Yom Kippour : « Prie pour toi-même »

Rav G.Haccoun · 15 septembre 2026

Yom Kippour : « Prie pour toi-même »

À l'approche de Yom Kippour, une question revient souvent : comment prier ce jour-là ? Faut-il chercher la bénédiction d'un grand rav, la prière d'un tsadik, pour être exaucé ? Un épisode de la Paracha Vayétsé nous offre une réponse aussi surprenante que bouleversante.

Rachel demande à Yaakov de prier pour elle

Dans la Paracha, Rachel Iménou n'a pas d'enfants, contrairement à sa sœur Léa. Peinée, elle vient trouver Yaakov Avinou et lui lance : « Donne-moi des enfants, sinon je suis comme morte. » Mais ce qu'elle lui demande réellement, c'est de prier pour elle — comme son propre père, Yits'hak, avait prié pour sa mère Rivka lorsque celle-ci n'arrivait pas à enfanter.

Rachel argumente : « Ton père a prié pour ta mère, et ils ont eu des enfants. Fais pareil pour moi. Si je n'ai pas d'enfant, c'est que tu ne pries pas assez pour moi. »

La réponse de Yaakov : un enseignement pour la vie

La réponse de Yaakov est saisissante de lucidité. Il explique : « Mon père Yits'hak n'avait pas d'enfants lui non plus. Il pouvait donc ressentir, au plus profond de lui, exactement le même manque que ma mère. Son intensité de prière égalait la sienne. Mais moi, j'ai déjà des enfants avec Léa. Je prie pour toi, bien sûr — mais ma prière ne peut pas avoir la même intensité que la tienne, puisque je ne ressens pas ton manque comme tu le ressens. »

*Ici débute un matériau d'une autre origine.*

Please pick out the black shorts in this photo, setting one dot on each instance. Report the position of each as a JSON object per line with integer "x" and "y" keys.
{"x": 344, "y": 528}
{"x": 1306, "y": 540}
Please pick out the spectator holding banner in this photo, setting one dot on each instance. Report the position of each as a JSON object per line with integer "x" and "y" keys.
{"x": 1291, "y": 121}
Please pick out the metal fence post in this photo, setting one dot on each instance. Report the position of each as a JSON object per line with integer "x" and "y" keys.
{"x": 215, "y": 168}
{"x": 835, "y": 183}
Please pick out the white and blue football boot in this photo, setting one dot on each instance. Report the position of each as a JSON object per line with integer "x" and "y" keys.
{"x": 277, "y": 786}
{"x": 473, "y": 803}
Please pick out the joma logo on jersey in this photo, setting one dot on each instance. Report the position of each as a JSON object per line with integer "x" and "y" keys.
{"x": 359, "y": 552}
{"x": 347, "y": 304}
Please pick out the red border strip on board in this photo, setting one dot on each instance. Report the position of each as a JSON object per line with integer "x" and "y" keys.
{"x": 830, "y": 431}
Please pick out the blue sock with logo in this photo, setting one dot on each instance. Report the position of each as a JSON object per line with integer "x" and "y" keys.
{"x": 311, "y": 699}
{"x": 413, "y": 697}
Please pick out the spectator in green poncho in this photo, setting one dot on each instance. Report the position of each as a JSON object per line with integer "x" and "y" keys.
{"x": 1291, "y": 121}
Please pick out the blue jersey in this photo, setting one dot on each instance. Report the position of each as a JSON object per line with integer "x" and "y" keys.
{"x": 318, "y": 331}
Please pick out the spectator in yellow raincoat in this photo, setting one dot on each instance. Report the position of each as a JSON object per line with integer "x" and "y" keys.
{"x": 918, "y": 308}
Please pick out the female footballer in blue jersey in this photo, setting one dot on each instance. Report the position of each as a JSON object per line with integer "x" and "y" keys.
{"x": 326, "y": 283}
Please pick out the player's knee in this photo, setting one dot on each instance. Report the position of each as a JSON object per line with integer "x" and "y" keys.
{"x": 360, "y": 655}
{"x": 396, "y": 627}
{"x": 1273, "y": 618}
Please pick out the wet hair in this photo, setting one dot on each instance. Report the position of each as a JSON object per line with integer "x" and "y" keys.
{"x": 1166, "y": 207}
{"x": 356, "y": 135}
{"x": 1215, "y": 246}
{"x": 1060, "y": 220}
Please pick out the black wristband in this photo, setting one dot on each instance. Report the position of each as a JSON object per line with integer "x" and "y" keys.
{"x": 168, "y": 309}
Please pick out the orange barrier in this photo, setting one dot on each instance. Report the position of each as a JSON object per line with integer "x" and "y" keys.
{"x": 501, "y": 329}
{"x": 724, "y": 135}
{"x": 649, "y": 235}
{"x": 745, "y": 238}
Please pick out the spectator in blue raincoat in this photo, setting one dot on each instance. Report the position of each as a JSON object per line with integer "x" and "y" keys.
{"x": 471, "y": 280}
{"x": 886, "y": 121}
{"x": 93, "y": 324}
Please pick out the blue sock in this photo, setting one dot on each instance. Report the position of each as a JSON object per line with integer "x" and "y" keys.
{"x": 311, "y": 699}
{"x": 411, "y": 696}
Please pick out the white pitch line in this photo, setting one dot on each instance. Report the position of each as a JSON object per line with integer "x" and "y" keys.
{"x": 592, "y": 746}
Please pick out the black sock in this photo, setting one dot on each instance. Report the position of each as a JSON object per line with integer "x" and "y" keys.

Et Yaakov conclut par une phrase qui résume tout : « Prie pour toi-même. »

Le manque, personne ne peut le ressentir à ta place

C'est là tout l'enseignement pour Yom Kippour. On a l'habitude de chercher la prière des autres : demander à un rav, à un proche, de prier pour nous. C'est une bonne chose — les bénédictions comptent. Mais Yaakov nous rappelle une vérité essentielle : personne ne peut ressentir notre manque à notre place. Et une prière n'a de force que dans la mesure où elle est portée par l'intensité de ce ressenti.

Seul celui qui vit une difficulté peut, be'emet (en vérité), en mesurer toute la profondeur — et donc prier avec la puissance que cette difficulté exige. C'est exactement ce que fera plus tard 'Hana : elle demandera bien à Éli le Cohen de prier pour elle, mais c'est d'abord et surtout sa propre prière, sortie de tout son cœur et de toute son âme, qui portera ses fruits.

Même Moché a mis 40 ans à le comprendre

Le rav Dessler apporte un éclairage encore plus fort, tiré du traité Avoda Zara. Quarante ans après le don de la Torah, Moché Rabbénou reproche au peuple juif de ne pas avoir répondu, lorsque D.ieu leur avait demandé : « Qui vous donnera un cœur capable de Me craindre pour toujours ? » Ils auraient dû répondre : « Toi, donne-le nous ! » Ne pas l'avoir fait fut considéré comme une faute.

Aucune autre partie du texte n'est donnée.